Knox never stays long—he learned a different way in high school—but as a football man, he has made a strong impression on Rasmussen, a pastor who discusses football with the efficiency of an expert.
“We got acquainted through his mother when she was a member (of Faith Baptist) in 1970,” Rasmussen said. “Ronnie relates beautifully to athletes—he gets the most out of each one—and he has a brilliant football mind. I think he could be an offensive coordinator anywhere.”
So the mysterious “lost years” of Ronnie Knox’s life (the major part of his life, in fact) have been filled in somewhat, if vaguely, in my mind. Inevitably, the Golden Boy mystique has been largely effaced by all those thoroughly unglamourous years of what seems to have approximated aimless bumming around writing incoherent poems (based on my reading of the one—the only published one?—that concluded the article).

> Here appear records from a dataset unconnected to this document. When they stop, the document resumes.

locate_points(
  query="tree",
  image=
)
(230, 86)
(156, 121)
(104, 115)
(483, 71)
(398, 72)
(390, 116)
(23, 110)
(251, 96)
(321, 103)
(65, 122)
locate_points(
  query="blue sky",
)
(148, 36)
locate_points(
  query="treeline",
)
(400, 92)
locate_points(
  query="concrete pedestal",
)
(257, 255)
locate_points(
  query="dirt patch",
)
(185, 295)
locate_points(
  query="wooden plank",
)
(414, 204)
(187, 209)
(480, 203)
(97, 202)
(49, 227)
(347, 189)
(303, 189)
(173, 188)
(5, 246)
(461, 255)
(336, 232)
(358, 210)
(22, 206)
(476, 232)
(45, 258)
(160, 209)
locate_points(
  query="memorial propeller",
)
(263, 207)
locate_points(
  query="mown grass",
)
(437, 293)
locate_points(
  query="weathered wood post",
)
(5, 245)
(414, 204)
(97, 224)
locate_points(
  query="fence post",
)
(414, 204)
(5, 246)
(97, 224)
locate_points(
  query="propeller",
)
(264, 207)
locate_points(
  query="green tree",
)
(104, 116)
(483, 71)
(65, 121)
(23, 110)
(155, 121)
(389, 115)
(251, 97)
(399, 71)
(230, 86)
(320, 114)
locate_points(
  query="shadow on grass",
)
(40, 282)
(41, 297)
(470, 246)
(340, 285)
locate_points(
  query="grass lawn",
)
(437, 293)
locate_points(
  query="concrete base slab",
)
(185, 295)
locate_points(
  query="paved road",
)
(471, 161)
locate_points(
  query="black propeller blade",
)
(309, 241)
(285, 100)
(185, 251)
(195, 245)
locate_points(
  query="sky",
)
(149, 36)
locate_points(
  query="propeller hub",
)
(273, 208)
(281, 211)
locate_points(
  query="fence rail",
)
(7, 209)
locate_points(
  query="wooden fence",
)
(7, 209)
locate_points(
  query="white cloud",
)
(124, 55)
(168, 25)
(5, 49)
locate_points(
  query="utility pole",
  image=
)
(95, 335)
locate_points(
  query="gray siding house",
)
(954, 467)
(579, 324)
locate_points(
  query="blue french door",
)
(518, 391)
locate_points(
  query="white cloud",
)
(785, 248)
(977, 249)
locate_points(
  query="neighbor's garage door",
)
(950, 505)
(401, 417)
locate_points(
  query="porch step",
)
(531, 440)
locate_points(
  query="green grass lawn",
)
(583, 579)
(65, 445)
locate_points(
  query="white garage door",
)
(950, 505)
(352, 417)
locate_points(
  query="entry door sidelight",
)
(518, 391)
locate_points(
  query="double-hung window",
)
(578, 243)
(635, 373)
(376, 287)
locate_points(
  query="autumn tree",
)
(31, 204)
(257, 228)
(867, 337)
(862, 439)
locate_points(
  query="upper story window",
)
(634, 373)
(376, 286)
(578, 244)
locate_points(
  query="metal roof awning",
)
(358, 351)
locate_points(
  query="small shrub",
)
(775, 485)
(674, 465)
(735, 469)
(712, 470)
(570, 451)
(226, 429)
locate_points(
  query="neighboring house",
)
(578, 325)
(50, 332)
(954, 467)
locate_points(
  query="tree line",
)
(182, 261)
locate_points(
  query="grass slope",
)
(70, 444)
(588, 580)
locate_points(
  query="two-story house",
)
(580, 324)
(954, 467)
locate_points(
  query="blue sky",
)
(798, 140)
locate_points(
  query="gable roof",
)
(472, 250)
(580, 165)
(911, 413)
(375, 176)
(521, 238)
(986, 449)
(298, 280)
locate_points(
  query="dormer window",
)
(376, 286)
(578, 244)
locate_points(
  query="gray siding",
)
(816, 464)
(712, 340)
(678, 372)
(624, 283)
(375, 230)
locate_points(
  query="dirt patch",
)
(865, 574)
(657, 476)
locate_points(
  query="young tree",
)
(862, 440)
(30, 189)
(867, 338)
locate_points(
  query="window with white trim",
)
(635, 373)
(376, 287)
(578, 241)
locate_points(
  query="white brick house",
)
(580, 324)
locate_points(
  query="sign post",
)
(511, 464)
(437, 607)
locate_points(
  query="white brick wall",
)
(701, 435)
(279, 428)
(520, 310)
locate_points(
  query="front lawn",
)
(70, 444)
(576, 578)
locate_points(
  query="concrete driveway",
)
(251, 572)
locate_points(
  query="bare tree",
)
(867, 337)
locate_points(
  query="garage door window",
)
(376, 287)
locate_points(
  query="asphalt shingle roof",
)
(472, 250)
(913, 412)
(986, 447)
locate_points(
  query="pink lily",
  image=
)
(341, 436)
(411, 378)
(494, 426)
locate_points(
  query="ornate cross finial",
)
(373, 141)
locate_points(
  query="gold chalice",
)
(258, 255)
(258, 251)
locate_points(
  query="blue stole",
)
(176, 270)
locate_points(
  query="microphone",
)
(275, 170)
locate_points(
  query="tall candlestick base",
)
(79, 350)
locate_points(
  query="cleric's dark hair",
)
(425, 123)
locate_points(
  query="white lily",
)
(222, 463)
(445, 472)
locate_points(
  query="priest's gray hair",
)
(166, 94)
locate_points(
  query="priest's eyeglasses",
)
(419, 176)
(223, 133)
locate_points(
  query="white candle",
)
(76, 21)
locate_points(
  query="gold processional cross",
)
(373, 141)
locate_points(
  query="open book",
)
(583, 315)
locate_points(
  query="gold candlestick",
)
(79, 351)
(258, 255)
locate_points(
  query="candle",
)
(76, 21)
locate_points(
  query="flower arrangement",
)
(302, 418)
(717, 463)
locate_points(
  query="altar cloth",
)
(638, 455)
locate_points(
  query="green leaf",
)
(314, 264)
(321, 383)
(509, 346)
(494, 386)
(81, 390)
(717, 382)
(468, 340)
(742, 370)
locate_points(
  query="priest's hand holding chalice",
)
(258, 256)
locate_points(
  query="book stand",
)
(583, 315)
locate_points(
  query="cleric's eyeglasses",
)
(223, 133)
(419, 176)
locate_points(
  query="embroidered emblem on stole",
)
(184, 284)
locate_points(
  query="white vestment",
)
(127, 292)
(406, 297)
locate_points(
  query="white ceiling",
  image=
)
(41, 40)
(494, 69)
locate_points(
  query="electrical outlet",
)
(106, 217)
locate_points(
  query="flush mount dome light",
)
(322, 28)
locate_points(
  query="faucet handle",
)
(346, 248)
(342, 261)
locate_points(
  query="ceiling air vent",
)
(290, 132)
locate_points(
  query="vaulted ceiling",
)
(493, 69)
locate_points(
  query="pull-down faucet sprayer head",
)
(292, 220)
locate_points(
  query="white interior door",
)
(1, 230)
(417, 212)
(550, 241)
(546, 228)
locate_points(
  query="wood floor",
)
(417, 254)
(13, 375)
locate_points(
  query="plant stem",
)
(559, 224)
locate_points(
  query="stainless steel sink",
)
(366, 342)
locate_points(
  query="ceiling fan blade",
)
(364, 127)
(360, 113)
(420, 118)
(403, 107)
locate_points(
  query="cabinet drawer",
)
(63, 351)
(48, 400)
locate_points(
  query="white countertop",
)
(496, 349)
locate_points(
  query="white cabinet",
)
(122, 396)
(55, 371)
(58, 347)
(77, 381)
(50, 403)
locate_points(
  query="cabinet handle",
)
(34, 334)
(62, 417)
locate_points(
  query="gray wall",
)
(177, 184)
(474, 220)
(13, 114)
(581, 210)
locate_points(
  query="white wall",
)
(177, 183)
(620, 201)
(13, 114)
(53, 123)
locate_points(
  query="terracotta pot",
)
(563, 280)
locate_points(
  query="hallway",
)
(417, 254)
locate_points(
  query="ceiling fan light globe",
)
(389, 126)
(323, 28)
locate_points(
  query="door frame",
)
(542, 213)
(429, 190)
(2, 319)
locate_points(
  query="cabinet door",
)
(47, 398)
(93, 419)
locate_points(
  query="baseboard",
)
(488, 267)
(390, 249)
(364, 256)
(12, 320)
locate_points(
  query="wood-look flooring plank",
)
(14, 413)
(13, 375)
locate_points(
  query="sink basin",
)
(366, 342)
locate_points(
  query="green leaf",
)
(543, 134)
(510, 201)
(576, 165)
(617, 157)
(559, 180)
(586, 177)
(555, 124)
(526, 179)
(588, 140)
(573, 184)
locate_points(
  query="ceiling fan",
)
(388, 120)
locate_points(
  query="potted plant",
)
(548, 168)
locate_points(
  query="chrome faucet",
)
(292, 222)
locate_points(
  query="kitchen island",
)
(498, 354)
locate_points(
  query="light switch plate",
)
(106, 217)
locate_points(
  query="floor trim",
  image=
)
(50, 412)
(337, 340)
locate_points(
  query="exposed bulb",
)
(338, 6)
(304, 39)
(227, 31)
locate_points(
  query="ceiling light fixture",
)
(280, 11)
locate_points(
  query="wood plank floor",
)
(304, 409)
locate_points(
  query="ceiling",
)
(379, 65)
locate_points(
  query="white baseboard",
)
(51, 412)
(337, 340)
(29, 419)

Yet I can still remember when, as a kid in Texas, I first heard of Ronnie, when he was maybe the best football player in the country, and both our lives since then were all potential and unknown. What does that young Golden Boy have to do with the rather pathetic fifty-seven-year-old drifter that died in San Francisco? Well, what does that Texas kid that looked up to Ronnie as a hero have to do with the white-bearded fellow at the computer keyboard writing these words?
Although it seems a bit ridiculous to me now, there was a time in my life when I thought I might become a writer (as in novels, not a blog) also. I just never wrote anything. I did go through a phase of occasionally writing “poems” (mainly on napkins in bars, as I recall), though I never quite deluded myself into thinking I was a poet. Poems had the advantage of being short. Ronnie just kept on living his dream. Was he crazier than I or a poorer judge of his own talent than I was of mine, or was he just more serious, determined, and steadfast?
My life has also had a few periods of uncertain direction (see for example my posts Don’t Gamble, Hire a Physicist and The Perfect Italian Woman), but always with a PhD in physics to help out on the employment front and then to make “regular life” too comfortable and, at times, too interesting to forgo, without even mentioning the rewards and demands of family life, which Ronnie missed out on. And there were those periods where political activity took precedence in my life, which doesn’t seem ever to have been the case for Ronnie. Still, I can see more similarities in our lives than I would have guessed. I wish I could have run into the guy at some point. Imagine what it would have been like for me to have realized that the athletic fellow scribbling in the bar in Austin or the cafe in Berkeley was the real one-and-only Ronnie Knox!
Now I know with certainty that Ronnie died sixteen years ago. How should we think of him: eccentric or mentally ill? If he was crazy it was the sort of craziness that afflicts saints or crackpots who cause no direct harm to others. Was this obsession with literature a curse? He didn’t view it that way. He was in it for the long haul, and there is something admirable about Ronnie’s continuing to write poems all those years without encouragement, while still viewing it as his true calling. Literature was something he could stay connected to when his life was otherwise without mooring. He compared himself to a “noble savage,” and I will keep that interpretation in my mind as I recall the words of Jim Hanifan: “I thought the world of him, and it hurts to see him gone.”